How long should a secure password be?
16 characters or more, drawn from uppercase, lowercase, numbers, and symbols. A 16-character mixed password is currently impractical to brute-force with commodity hardware, while 8-character ones can be cracked in hours by modern GPUs.
Is the generated password actually random?
Yes. The generator uses the browser's crypto.getRandomValues(), a cryptographically secure random source backed by OS entropy. The output is suitable for production password managers, API keys, and seed phrases.
Is my password saved anywhere?
No. The entire generator runs in your browser, with no network requests, no logging, and nothing stored. Close the tab and the password is gone from memory. Check your browser's Network tab to verify there are no outbound calls when a new password is generated.
What's the difference between a passphrase and a password?
A passphrase is a string of dictionary words (like "correct-horse-battery-staple"), long but memorable. A password is usually shorter with mixed character classes (like "Kx9$mQ2!pR"). Passphrases are typically stronger per character of memory effort, and this tool generates both styles.
Should I use the same password everywhere?

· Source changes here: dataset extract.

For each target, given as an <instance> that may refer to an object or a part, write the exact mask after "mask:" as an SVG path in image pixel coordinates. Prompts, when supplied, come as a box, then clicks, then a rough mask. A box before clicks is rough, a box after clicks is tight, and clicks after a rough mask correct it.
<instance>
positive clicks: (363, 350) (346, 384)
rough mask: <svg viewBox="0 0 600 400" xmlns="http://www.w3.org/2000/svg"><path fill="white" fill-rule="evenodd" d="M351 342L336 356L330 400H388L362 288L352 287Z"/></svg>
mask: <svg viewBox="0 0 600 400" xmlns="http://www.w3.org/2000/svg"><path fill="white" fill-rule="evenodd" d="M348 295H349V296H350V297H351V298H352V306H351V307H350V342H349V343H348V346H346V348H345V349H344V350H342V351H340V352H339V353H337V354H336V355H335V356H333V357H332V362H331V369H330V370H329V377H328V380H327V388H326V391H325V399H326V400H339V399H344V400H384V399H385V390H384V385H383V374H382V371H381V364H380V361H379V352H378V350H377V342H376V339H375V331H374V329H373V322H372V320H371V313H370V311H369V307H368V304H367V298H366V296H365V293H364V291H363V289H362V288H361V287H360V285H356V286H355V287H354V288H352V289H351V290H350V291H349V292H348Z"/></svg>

Never. Use a password manager (Bitwarden, 1Password, Apple Passwords) and generate a unique strong password for every site. Password reuse is the single biggest cause of account takeover. One breached service leaks the credential, and every other account using it is automatically compromised.
How often should I change my passwords?
Modern guidance (NIST SP 800-63B) says don't rotate strong unique passwords on a schedule. Only change them if you suspect compromise. Forced rotation encourages weak, incremented passwords. Strong password + password manager + 2FA is safer than any rotation policy.